Download sequences with BATCH Entrez

Download and save multiple sequences in FASTA format from NCBI database.

You can download the sequences directly from NCBI protein. The advantage of this method is that you have the complete sequences which can then be imported to UGENE or any other bioinformatics app.
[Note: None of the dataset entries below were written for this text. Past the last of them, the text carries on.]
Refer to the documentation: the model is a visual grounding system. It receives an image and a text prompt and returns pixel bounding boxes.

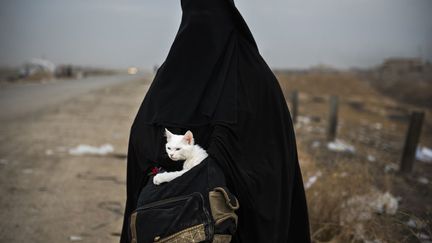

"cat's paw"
[153,174,165,185]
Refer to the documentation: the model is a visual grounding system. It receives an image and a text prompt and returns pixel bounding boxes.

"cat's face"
[165,129,194,161]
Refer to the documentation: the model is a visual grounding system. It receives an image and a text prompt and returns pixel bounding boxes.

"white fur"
[153,128,208,185]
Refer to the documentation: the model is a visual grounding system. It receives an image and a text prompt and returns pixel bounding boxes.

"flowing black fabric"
[120,0,310,243]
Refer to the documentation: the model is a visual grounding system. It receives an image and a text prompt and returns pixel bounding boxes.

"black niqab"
[120,0,310,243]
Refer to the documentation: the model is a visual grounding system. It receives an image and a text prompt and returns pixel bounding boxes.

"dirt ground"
[0,80,148,243]
[0,72,432,243]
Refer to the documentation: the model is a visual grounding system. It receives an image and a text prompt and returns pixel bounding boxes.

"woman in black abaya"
[120,0,310,243]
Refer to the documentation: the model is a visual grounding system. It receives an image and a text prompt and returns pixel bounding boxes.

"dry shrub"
[306,161,412,243]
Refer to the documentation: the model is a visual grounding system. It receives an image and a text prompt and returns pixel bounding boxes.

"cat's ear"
[183,130,194,145]
[165,128,173,140]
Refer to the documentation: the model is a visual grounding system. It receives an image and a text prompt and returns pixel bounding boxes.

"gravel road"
[0,77,149,243]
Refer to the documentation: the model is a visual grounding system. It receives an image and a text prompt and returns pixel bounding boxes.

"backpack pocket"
[130,192,213,243]
[209,187,239,237]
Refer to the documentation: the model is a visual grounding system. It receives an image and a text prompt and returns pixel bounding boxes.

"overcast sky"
[0,0,432,68]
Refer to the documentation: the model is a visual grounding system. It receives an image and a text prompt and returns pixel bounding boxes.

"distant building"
[378,58,430,73]
[20,58,56,77]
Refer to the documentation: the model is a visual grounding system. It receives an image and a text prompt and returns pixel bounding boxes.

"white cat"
[153,128,208,185]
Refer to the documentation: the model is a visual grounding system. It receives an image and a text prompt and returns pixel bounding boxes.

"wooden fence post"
[291,90,298,124]
[400,111,424,173]
[327,95,339,141]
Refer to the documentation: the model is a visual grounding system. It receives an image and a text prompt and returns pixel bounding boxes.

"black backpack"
[130,157,239,243]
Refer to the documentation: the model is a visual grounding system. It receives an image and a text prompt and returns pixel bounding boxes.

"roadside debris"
[69,235,83,241]
[305,171,322,189]
[416,146,432,163]
[69,144,114,155]
[327,139,355,153]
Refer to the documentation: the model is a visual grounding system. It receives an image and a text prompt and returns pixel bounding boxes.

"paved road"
[0,75,143,121]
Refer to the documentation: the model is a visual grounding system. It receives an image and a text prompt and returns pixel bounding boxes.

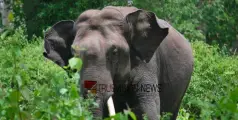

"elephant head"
[43,7,168,117]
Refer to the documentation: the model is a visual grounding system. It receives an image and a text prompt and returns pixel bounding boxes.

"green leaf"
[9,90,20,104]
[129,111,136,120]
[3,61,13,68]
[20,87,31,101]
[8,12,14,22]
[15,75,22,87]
[60,88,68,95]
[69,57,83,71]
[0,30,10,39]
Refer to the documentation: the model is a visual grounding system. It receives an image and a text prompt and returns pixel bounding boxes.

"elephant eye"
[112,48,118,56]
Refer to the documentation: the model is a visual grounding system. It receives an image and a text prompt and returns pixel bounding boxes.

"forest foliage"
[0,0,238,120]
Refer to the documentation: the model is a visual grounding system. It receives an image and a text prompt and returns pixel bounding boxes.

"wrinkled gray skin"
[43,6,193,120]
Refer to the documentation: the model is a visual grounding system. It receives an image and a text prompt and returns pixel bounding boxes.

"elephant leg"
[132,93,160,120]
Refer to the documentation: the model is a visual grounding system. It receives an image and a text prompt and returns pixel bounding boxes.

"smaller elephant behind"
[43,6,193,120]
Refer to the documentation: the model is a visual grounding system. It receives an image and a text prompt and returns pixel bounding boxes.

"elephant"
[43,6,194,120]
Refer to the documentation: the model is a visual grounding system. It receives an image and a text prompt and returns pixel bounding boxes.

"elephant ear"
[43,20,75,67]
[125,10,169,62]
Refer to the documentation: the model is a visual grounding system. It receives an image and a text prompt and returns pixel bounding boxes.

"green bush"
[0,28,95,120]
[182,41,238,119]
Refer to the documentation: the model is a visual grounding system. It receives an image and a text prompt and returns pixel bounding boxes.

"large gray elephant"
[43,6,193,120]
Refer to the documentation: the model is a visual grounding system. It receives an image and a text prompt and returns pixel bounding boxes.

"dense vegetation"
[0,0,238,120]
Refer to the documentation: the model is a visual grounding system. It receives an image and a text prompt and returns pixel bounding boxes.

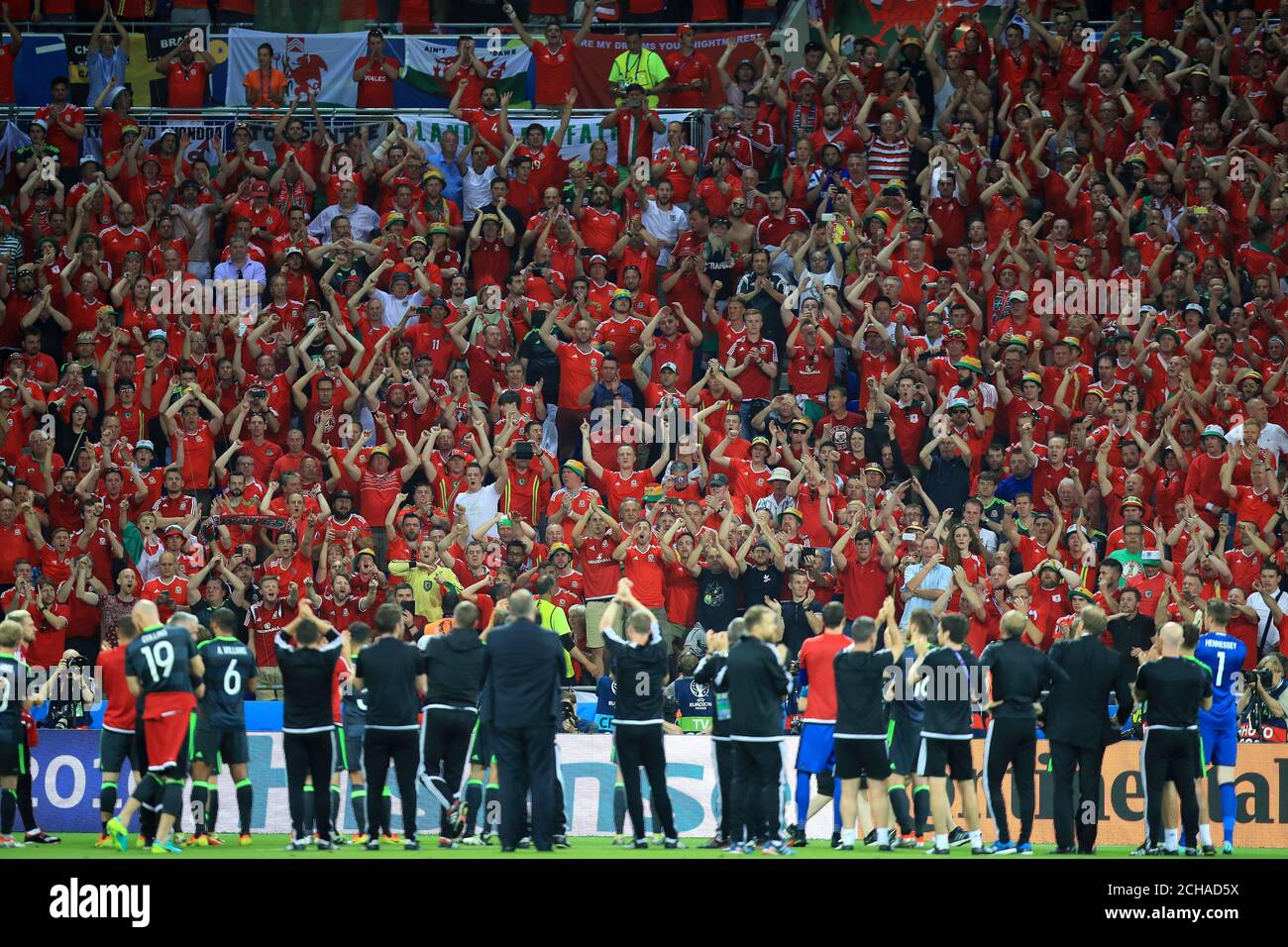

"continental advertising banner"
[22,730,1288,848]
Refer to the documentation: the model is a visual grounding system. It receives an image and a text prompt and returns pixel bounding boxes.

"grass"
[10,834,1288,862]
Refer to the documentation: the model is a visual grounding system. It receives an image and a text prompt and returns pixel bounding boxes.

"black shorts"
[836,737,890,780]
[98,727,137,776]
[0,725,27,776]
[886,720,921,776]
[331,724,368,773]
[192,724,250,770]
[471,720,496,770]
[917,737,975,783]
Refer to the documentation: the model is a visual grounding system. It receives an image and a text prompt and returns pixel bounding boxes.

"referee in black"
[1042,605,1134,856]
[417,601,483,848]
[1134,621,1212,856]
[979,611,1069,856]
[599,579,684,848]
[716,605,793,856]
[273,599,345,852]
[823,598,903,852]
[353,601,426,852]
[693,618,746,848]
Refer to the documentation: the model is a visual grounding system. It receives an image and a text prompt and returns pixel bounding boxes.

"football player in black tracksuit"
[979,612,1069,856]
[832,598,903,852]
[599,579,684,848]
[715,605,793,856]
[419,601,483,848]
[353,601,426,852]
[1132,621,1212,856]
[910,612,984,856]
[693,618,746,848]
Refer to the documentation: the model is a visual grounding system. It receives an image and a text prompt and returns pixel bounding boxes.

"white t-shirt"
[456,483,501,539]
[1248,591,1288,657]
[1225,424,1288,456]
[371,288,425,329]
[640,200,690,266]
[899,562,953,627]
[461,164,497,220]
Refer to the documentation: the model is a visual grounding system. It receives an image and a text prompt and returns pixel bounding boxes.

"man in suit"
[1044,605,1134,854]
[482,588,564,852]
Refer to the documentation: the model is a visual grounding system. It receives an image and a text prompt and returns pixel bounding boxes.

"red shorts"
[143,690,197,772]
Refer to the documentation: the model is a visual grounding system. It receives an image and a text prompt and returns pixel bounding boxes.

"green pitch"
[10,834,1288,862]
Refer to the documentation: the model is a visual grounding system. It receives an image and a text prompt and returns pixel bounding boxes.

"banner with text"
[398,111,692,162]
[17,730,1288,848]
[564,29,767,110]
[224,27,368,108]
[400,34,532,108]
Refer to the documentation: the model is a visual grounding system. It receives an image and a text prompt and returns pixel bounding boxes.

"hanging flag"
[224,27,368,108]
[400,34,535,108]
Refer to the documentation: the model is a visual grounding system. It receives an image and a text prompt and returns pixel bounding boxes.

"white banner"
[400,31,533,107]
[398,110,692,164]
[31,730,832,837]
[224,27,368,108]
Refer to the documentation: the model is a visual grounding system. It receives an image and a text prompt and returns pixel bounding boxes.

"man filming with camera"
[1239,655,1288,743]
[39,648,95,730]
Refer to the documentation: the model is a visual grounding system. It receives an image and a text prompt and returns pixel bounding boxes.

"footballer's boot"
[107,815,130,852]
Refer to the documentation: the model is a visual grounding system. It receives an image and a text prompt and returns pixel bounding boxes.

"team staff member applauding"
[716,605,793,856]
[600,579,684,848]
[829,598,903,852]
[355,601,428,852]
[417,601,483,848]
[909,612,984,856]
[1043,605,1134,856]
[1133,621,1212,856]
[693,618,746,848]
[979,612,1069,856]
[272,599,344,852]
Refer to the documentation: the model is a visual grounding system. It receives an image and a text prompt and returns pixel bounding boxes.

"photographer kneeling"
[1239,655,1288,743]
[38,648,97,730]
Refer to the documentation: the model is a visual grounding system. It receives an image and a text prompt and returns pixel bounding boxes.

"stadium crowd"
[0,3,1288,860]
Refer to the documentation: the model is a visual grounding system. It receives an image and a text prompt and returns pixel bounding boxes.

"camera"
[1243,668,1275,690]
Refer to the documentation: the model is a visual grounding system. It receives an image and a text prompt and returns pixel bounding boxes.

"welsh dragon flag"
[832,0,1004,47]
[402,34,535,108]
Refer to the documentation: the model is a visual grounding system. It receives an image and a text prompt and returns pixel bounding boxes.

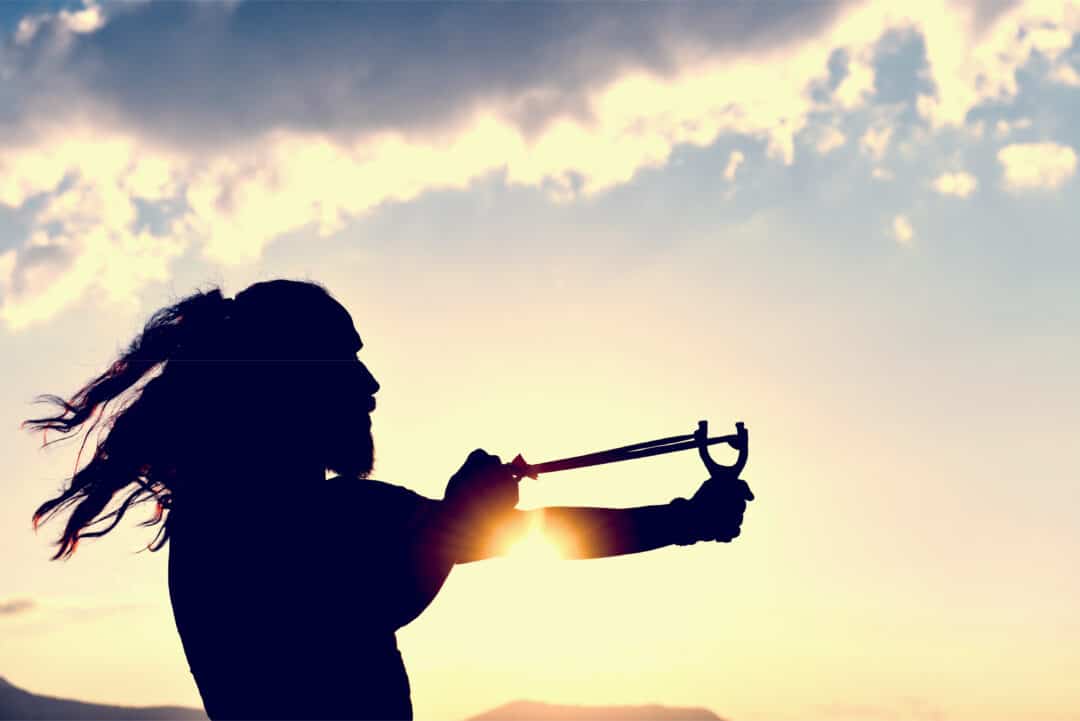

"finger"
[465,448,487,465]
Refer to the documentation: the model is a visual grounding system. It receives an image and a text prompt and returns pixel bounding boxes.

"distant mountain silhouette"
[0,676,724,721]
[467,700,724,721]
[0,677,206,721]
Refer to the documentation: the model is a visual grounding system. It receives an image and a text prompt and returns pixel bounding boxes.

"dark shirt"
[168,478,449,720]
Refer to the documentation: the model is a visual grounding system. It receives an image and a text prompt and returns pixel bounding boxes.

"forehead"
[325,300,364,353]
[280,296,363,358]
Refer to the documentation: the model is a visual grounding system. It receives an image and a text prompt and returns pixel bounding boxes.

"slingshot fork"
[507,421,750,480]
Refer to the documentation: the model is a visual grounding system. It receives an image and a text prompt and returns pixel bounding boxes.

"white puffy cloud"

Batch implies a series of commands submitted to a local or remote computer to execute those commands without user intervention. The instructions on this page allow you to submit batch command to a NCBI database via Batch Entrez to recover multiple sequences with minimal user intervention

Workflow:

List of accessions → Go to BATCH Entrez → Choose database → upload file → Retrieve sequences → Save file

SOP

Build list of accessions

Acquire list of accessions for target sequences, Bioinformatics I: BLAST. For this example, common names of the taxa are

Alligator
Cat
Cattle
Chicken
Chimpanzee
Dog
Frog
Human
Lizard
Macaque
Mouse
Opossum
Pig
Rabbit
Rat

The input file is your list of accessions in a text file. For this example, my accessions are for 15 orthologous sequences of the protein HIF1A.

XP_059579361.1
XP_003987765
NP_776764
NP_989628
XP_009426180
NP_001274092
NP_001080449
NP_001521
XP_008121253
XP_005561497
NP_001300848
XP_007473044
NP_001116596
NP_001076251
NP_077335

Named the file hif1a_accessions.txt. Note the file ONLY has the accession numbers — nothing else! And, it must be a text only file (no formatting, no line spacing, etc.).

Go to Batch Entrez

https://www.ncbi.nlm.nih.gov/sites/batchentrez

Screenshot of Batch Entrez homepage

Figure 1. Screenshot of Batch Entrez homepage.

For this example, select Protein database.

Next, Choose file: locate the text file hif1a_accessions.txt(example), from your drive. Then, click on Retrieve button. If all goes well, a new page pops up with a message like Fig 2.

Screenshot of Batch Entrez results. It confirms that 15 of 15 accessions were found.

Figure 2. Screenshot of Batch Entrez results. It confirms that 15 of 15 accessions were found. 

Click on link “Retrieve records” link. In this example, “Retrieve records of 15 UID(s)”. The results page lists the 15 sequences (Fig 3).

Figure 4. Screenshot web page of results listing 15 sequences by title.

Figure 3. Screenshot web page of results listing 15 sequences by title.

Click on the down arrow next to “Send to” (highlighted by the green arrow I drew). The links are located to right and upper mid page in the browser window.

Choose File for destination and choose the FASTA format. Click “Create file” button when ready (Fig 4).

Screenshot of full Send to: menu options.

Figure 4. Screenshot of full Send to: menu options. 

The file sequence.fasta will be located in your project Work folder.

Next, you should open the file in your text editor and change the NCBI sequence names to our 13+1 project common names. For example, NP_989628.2 from the list above corresponds to the protein sequence for Chicken. In the text file find:

>NP_989628.2 hypoxia-inducible factor 1-alpha isoform 1 [Gallus gallus]

and replace so the entry reads:

>Chicken

repeat to replace the other entries with proper common names for the project.